Too good to be true?
However, others are more cautious.
Professor Manny Noakes, research director for nutrition and health at the Australian science agency CSIRO, says it is not a clear-cut case.
"It's very good research and very interesting research," says Prof Noakes.
"But when I last checked, humans and rodents were very different. You can feed rats an entire diet to test a hypothesis but that doesn't mean you'll get the same results in humans.
"To make a claim that the consumption of a food will make a difference to people's weight is a pretty long bow to cast.
"Unfortunately, this is something that happens a lot when it comes to promoting the health benefits of food. Similar claims have been made by research on animals using everyday grape seeds."

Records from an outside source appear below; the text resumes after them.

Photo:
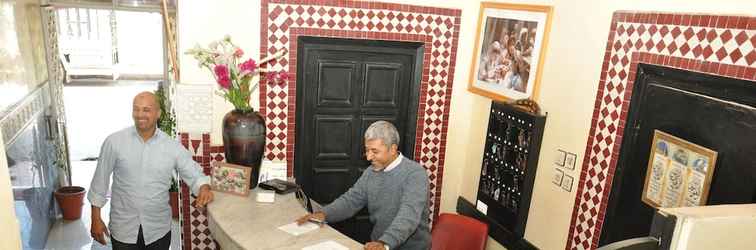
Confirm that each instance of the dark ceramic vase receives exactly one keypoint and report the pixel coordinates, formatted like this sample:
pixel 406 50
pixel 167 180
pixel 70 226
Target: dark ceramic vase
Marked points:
pixel 244 140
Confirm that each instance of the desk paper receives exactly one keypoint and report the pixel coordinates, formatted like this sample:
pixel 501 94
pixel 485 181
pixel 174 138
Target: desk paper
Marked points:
pixel 296 230
pixel 326 245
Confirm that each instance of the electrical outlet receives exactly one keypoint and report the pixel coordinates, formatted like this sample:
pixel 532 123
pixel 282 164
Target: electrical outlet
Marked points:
pixel 559 158
pixel 567 183
pixel 557 179
pixel 569 161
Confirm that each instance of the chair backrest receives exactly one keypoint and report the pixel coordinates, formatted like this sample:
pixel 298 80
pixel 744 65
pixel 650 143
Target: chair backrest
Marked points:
pixel 453 231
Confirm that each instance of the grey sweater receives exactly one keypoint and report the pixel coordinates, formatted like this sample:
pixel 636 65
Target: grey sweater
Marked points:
pixel 397 201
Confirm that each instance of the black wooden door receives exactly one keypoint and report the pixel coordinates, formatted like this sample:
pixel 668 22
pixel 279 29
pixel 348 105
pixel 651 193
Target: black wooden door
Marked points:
pixel 711 111
pixel 343 86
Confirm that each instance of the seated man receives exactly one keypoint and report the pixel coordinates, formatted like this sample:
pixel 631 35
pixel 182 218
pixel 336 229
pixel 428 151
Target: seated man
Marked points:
pixel 395 190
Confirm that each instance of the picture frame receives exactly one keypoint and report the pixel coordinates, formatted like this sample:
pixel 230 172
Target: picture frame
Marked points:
pixel 230 178
pixel 509 52
pixel 679 172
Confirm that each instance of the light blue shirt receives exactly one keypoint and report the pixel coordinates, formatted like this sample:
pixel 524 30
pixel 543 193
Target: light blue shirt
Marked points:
pixel 142 174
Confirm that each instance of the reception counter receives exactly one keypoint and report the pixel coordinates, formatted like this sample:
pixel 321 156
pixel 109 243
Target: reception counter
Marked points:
pixel 238 222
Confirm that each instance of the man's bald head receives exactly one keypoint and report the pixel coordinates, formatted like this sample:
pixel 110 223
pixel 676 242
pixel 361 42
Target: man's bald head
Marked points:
pixel 148 97
pixel 145 111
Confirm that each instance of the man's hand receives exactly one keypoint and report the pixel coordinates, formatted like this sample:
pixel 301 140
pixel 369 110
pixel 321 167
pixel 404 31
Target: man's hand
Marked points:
pixel 205 196
pixel 98 231
pixel 320 216
pixel 374 245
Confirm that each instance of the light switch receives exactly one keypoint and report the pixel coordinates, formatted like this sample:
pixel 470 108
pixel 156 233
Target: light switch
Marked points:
pixel 557 179
pixel 569 161
pixel 559 158
pixel 567 183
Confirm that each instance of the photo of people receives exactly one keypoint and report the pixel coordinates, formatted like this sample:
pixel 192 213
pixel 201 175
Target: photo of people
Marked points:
pixel 506 53
pixel 508 50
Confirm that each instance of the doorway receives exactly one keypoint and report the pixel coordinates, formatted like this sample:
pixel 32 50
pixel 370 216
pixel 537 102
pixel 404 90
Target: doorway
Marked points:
pixel 344 85
pixel 108 56
pixel 715 112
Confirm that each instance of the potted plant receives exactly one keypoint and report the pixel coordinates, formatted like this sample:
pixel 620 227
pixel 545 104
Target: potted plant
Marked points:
pixel 243 128
pixel 70 198
pixel 167 124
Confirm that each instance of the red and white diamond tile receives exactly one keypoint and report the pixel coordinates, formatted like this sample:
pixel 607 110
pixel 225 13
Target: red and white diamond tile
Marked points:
pixel 671 37
pixel 370 20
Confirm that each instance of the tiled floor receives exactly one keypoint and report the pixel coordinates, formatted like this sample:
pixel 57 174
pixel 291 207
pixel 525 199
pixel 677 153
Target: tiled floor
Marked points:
pixel 88 125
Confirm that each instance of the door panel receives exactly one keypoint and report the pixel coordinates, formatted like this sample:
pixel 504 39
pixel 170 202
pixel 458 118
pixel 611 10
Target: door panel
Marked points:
pixel 382 85
pixel 343 86
pixel 333 137
pixel 335 83
pixel 329 183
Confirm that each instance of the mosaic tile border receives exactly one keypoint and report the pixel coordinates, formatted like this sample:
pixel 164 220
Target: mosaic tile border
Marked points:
pixel 712 44
pixel 24 112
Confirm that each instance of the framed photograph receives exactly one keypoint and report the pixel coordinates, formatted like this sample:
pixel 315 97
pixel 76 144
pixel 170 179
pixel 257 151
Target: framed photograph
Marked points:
pixel 679 172
pixel 509 49
pixel 230 178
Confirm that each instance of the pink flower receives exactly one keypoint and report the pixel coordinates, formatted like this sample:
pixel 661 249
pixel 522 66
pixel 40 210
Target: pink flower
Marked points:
pixel 247 67
pixel 221 74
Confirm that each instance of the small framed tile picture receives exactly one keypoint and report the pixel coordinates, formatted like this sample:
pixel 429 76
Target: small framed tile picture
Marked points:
pixel 230 178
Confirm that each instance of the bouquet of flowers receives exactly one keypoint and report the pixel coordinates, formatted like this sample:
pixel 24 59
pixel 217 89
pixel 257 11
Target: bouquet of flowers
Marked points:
pixel 233 74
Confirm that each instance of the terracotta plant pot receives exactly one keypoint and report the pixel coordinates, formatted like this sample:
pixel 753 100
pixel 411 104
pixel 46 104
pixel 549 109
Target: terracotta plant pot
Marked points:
pixel 243 140
pixel 70 199
pixel 174 204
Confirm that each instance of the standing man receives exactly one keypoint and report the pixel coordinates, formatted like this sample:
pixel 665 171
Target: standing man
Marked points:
pixel 141 160
pixel 395 190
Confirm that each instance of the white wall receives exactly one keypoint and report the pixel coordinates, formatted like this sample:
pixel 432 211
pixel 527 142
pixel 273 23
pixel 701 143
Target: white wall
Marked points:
pixel 11 236
pixel 201 22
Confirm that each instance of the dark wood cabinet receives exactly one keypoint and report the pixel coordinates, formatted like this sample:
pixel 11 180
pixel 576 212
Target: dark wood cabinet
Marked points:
pixel 510 159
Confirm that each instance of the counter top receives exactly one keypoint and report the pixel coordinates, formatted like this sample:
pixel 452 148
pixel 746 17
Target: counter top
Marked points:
pixel 238 222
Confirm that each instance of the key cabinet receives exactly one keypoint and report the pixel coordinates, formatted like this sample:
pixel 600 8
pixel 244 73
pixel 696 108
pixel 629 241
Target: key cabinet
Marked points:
pixel 510 158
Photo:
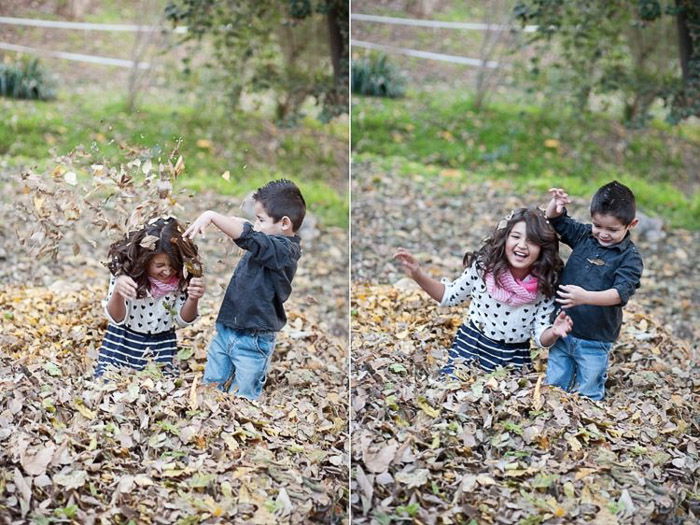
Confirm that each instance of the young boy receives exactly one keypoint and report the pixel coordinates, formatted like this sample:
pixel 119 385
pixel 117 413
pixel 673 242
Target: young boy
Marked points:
pixel 602 273
pixel 253 308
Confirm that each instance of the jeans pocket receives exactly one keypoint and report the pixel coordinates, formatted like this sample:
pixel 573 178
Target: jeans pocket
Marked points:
pixel 265 342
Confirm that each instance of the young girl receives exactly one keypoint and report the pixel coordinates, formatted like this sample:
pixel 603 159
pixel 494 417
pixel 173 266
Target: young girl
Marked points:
pixel 155 285
pixel 511 282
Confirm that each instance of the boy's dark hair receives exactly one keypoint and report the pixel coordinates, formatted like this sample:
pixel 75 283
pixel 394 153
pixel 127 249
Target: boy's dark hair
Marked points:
pixel 491 257
pixel 615 199
pixel 131 254
pixel 282 197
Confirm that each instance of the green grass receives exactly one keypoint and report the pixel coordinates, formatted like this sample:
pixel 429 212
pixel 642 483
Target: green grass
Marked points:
pixel 248 146
pixel 533 148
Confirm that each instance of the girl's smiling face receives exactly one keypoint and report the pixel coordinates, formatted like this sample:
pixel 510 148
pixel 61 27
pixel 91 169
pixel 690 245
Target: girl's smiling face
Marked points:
pixel 159 267
pixel 520 252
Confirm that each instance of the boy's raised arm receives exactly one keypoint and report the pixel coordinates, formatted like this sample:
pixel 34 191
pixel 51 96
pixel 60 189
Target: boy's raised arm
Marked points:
pixel 231 226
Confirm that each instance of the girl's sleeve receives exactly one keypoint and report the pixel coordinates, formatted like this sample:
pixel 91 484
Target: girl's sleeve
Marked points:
pixel 112 282
pixel 179 303
pixel 541 322
pixel 459 290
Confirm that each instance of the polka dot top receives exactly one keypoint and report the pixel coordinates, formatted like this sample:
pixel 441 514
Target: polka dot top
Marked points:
pixel 150 315
pixel 496 320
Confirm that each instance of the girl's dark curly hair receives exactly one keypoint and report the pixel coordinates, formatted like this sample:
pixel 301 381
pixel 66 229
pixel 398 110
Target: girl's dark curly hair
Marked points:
pixel 491 257
pixel 131 255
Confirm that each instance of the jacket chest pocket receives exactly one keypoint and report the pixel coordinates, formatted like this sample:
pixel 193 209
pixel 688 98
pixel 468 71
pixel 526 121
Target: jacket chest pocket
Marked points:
pixel 599 272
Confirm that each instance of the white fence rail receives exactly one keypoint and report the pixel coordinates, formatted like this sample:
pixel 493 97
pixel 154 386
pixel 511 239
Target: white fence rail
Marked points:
pixel 437 23
pixel 454 59
pixel 94 59
pixel 84 26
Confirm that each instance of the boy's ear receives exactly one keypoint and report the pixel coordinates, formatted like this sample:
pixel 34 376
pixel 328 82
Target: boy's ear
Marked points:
pixel 287 224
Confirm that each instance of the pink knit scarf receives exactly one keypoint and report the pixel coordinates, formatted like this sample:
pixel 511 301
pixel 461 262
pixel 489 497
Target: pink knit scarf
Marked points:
pixel 163 288
pixel 510 290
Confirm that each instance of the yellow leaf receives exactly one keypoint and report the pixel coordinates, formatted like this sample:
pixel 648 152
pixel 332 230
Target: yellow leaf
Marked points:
pixel 85 411
pixel 537 396
pixel 193 394
pixel 583 472
pixel 204 144
pixel 574 444
pixel 425 407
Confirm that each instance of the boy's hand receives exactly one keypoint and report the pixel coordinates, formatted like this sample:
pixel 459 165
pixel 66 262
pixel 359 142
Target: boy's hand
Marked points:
pixel 198 226
pixel 409 263
pixel 556 206
pixel 196 288
pixel 571 295
pixel 126 287
pixel 562 324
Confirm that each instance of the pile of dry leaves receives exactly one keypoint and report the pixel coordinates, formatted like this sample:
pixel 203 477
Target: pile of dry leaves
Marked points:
pixel 503 447
pixel 159 450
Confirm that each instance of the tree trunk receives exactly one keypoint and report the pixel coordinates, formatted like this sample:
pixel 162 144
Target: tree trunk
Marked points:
pixel 338 44
pixel 685 43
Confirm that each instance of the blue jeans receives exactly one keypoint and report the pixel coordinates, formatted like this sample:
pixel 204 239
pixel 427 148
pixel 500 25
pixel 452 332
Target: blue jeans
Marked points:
pixel 238 360
pixel 579 365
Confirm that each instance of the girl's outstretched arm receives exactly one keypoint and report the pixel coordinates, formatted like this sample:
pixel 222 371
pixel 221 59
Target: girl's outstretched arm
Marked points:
pixel 432 287
pixel 195 291
pixel 562 326
pixel 124 288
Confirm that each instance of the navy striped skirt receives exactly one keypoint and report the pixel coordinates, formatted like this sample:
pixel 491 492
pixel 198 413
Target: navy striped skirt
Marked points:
pixel 122 347
pixel 470 345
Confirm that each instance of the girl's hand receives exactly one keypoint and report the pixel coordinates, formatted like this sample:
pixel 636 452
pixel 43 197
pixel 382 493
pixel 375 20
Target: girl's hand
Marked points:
pixel 126 287
pixel 196 288
pixel 556 206
pixel 562 324
pixel 409 263
pixel 571 295
pixel 198 226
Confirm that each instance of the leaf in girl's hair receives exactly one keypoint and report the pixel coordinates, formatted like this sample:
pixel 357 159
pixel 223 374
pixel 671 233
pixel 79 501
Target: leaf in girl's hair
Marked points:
pixel 192 268
pixel 149 242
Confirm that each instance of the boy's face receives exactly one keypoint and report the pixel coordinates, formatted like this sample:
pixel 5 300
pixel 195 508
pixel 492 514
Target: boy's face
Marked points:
pixel 266 224
pixel 608 230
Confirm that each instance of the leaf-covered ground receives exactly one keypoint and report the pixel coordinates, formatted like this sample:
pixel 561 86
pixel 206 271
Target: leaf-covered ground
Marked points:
pixel 150 449
pixel 503 447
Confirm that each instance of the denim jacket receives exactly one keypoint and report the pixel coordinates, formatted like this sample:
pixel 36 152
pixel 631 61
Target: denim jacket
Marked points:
pixel 595 268
pixel 261 283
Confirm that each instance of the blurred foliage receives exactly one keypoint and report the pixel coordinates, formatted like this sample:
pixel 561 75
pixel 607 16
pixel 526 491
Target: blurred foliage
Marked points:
pixel 627 48
pixel 215 141
pixel 26 79
pixel 375 76
pixel 533 147
pixel 295 49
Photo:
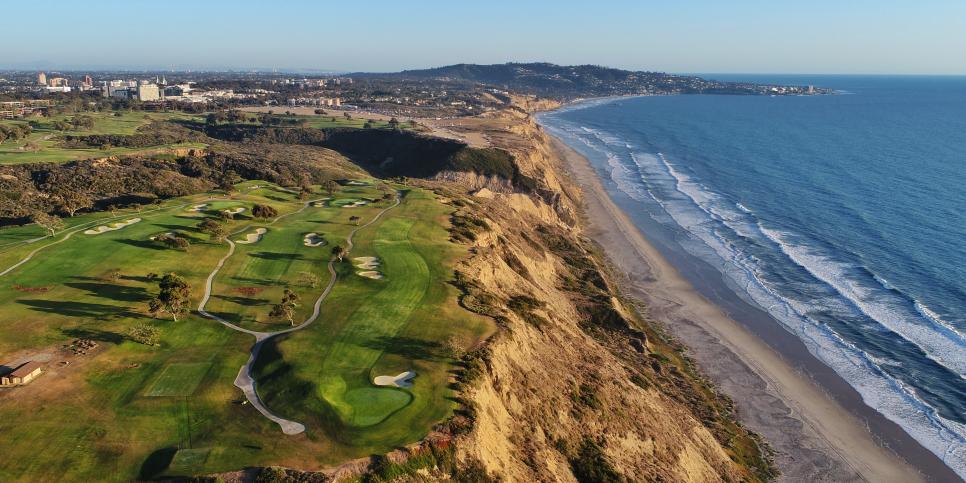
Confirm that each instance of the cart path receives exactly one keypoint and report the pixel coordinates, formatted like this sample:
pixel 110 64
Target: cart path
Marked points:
pixel 244 380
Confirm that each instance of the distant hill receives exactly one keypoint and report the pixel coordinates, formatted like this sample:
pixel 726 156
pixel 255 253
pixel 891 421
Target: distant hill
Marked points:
pixel 556 81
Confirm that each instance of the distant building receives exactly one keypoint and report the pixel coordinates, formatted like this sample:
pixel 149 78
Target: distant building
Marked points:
pixel 148 92
pixel 22 375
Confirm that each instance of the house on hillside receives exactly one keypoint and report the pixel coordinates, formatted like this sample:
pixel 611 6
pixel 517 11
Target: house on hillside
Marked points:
pixel 22 375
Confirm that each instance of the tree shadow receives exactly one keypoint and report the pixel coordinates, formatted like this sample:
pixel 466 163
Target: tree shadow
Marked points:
pixel 77 309
pixel 248 302
pixel 408 347
pixel 276 256
pixel 93 334
pixel 111 291
pixel 149 244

Queen Garnet plums  growing in the wildThe Queen Garnet was accidentally created whilst trying to make a disease-resistant version of the common Japanese plum
USQ's research on the Queen Garnet was partly funded by the Queensland government. However, consumers need to beware of food manufacturers who publish self-funded scientific research on the weight-loss properties of their products, says Charles Fisher, a principal at food regulatory specialist Food Legal.
Mr Fisher says about 10 manufacturers have done so since Food Standards Australia New Zealand legalised the practice in 2013.
"From a legal perspective there is a big gap between what consumers understand when they hear the word 'antioxidant' and what the scientific reality may be." he notes.
Critics of cultivated fruit such as the Queen Garnet argue native fruits such as lemon myrtle can deliver even higher levels of anthocyanins.
But Nutrafruit director Hugh Macintosh says indigenous foods are extremely difficult to commercialise.
"There are many fruits out there with high levels of antioxidants but they have to be harvested in the wild so the supply is unreliable, whereas we've been growing plums for a long time so know how to do it consistently," says Mr Macintosh.
"Our plums may not be as sexy as something found in the Amazon but they're something most of us have been eating all our lives and they have a lot of potential," the Nutrafruit director adds.